Неожиданно раздался звук, будто в дверь ударили мокрой губкой. Я вытер стекло — на меня исподлобья смотрел готовый расплакаться мальчишка лет десяти в коротеньком пальто с огромной заплатой на левой поле. Я наполовину опустил стекло — чего тебе, мальчик? — и он уже совсем собравшись в панике убежать, показал пальцем под машину — туда, мол, закатился мячик. Ничего не поделаешь, нужно отъехать, верно? Если ты не против залезть под машину, то можно и не отъезжать. Ну давай, лезь… изморозь, какой давно уже не было, придала покрытой ржавчиной улице оттенок, будто ее полили нефтью. Наверно, и локти, и колени мальчика тоже намокнут и станут коричневыми. Выползший наконец из-под машины мальчишка, с мячом в руке, спрашивает: «А сколько она дает километров в час?.. сто… ха», — дурашливо хмыкает он, перебегает через дорогу и идет вниз по улице.
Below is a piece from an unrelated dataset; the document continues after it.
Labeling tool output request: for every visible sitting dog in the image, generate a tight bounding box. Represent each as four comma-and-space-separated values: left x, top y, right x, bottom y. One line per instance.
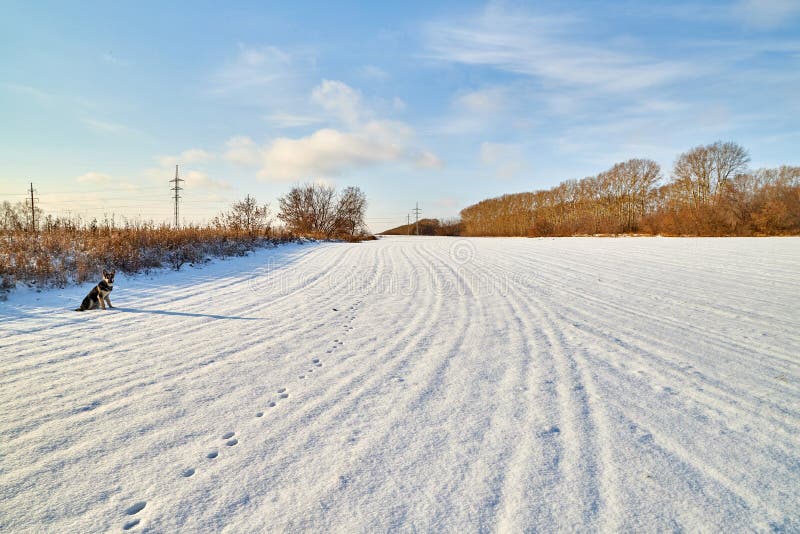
75, 269, 115, 311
Я невольно рассмеялся. Не удержался от смеха и молодой человек. Мне почему-то сразу стало легче. С этим Тасиро хорошо бы со временем подружиться.

Поднял стекло, завел машину, включил отопление. Остывший мотор начал работать, тарахтя, как плохой ударный инструмент.

— Вы пьете?

— Пару стаканчиков виски с содовой, охотно…

— Ладно, тогда завтра вечером в студии, где снимал ню Нэмуро, я угощаю, идет? Так где мы встретимся и в котором часу?.. а что, если… нет, давайте завтра же и уточним по телефону…

* * *
Неряшливо одетый, круглый, точно шар, накачанный водой, шеф, за спиной которого висит огромная схема с фамилиями агентов — по вертикали, числами и днями недели — по горизонтали, сидит, развалясь, занимая собой все кресло. Если бы пальцы сложенных, на животе рук беспрерывно не двигались, можно было бы подумать, что он безмятежно спит. Лоб прорезают глубокие морщины, он весь в прыщах, похожих на пупырышки огурца.

Оставаясь в прежнем полусонном состоянии, шеф чуть приоткрыл глаза, ехидно хмыкнул и хрипло пролаял, точь-в-точь как простуженная собака:

— Ты слишком серьезно к этому относишься.

— Разве я похож на человека, слишком серьезно относящегося к тому, что он делает?

— Хоть маленькая-то надежда есть?

— Нет.

— Я так и думал. Потому-то и не стоит слишком глубоко влезать в это дело.

— Да я просто злюсь.

— Будешь злиться, провалишь все дело.

— Во всяком случае, речь идет о единственной неделе. Не будут же они до бесконечности оплачивать расходы — как-никак тридцать тысяч иен в неделю. Миллионеры они, что ли?

— А она, кажется, неглупа и красавица, эта твоя заявительница?..

— К сожалению, под ногами все время путается один противный тип, вроде бы ее братец.

— Да, кстати, какие-то сведения есть в справочном отделе.

— Видел. Очень уж этот братец мне не по душе, и поэтому я просил проверить в домовой книге.

— Ну и как?

— Как будто брат с таким именем у нее числится, это, действительно подтверждается… но фотокарточки не оказалось, и поэтому у меня еще нет полной уверенности, что это не подставное лицо…

Раскаиваюсь, что вдруг ни с того ни с сего разоткровенничался. Но теперь уж ничего не поделаешь. И тогда шарообразный шеф резко подался вперед, так что кресло жалобно заскрипело, и беззастенчиво уставился на меня взглядом, жестким, как наждачная бумага:

— Подставное лицо… значит, она назвала своим братом подставное лицо — здорово… выходит, заявительница — продувная бестия.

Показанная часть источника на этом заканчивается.